Completely original, DISTRICT 9 is unlike any film I’ve ever seen and it thankfully doesn’t waste one frame on excess material. Tightly shot and edited, every element of the film–from Neill Blomkamp’s unobtrusive direction and Sharlto Copley’s star-making performance to the first-class special effects and seamless integration of “documentary” and narrative threads–knows its place: to serve the story.
So what does that mean for Clinton Shorter‘s score? The music serves as one more superb piece of the puzzle, providing the action-oriented aural landscape that increases the tension in the film. But don’t be surprised if you leave the theater barely cognizant of a score at all.
Blomkamp wanted the music to have as much of an African sound as possible, and the heavy drums and wailing vocal line lending an ethnic feel to the score without it sounding heavy-handed.
Shorter was encouraged to continually strive for “dark, dark, dark” in the music and dark it is. The score is absent of any readily discernible melody. But Shorter succeeds in meshing together the drums, other percussion, elongated four-note motifs, and rhythmic cells to create a sound that, while not entirely original, succeeds in making your blood race.
The quiet musical moments are rare, but they are there.
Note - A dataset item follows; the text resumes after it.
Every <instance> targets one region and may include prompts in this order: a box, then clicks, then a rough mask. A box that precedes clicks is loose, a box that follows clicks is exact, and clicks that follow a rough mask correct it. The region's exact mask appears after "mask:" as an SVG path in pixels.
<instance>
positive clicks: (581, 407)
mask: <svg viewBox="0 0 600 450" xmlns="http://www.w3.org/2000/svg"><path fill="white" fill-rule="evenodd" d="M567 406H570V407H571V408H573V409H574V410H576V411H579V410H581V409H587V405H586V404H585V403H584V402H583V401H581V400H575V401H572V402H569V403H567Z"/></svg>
Tracks like “She Calls” and “Back to D9” make their mark if for no other reason than they provide respite from the pounding drums.
Clocking in at under 30 minutes, the music certainly doesn’t wear out its welcome in the film. I was listening for it, and I still got so wrapped up in the story that I was unaware of the music throughout most of the film. So I’m grateful that Sony released the score and that retailers have priced it so cheaply.
Shorter was forced to mask the more traditional elements of the score, and therein may lie the problem for the score as a stand-alone listening experience. Still, there is plenty here to please action score fans and I have no doubt that DISTRICT 9 will deservedly bring Shorter more high-profile projects.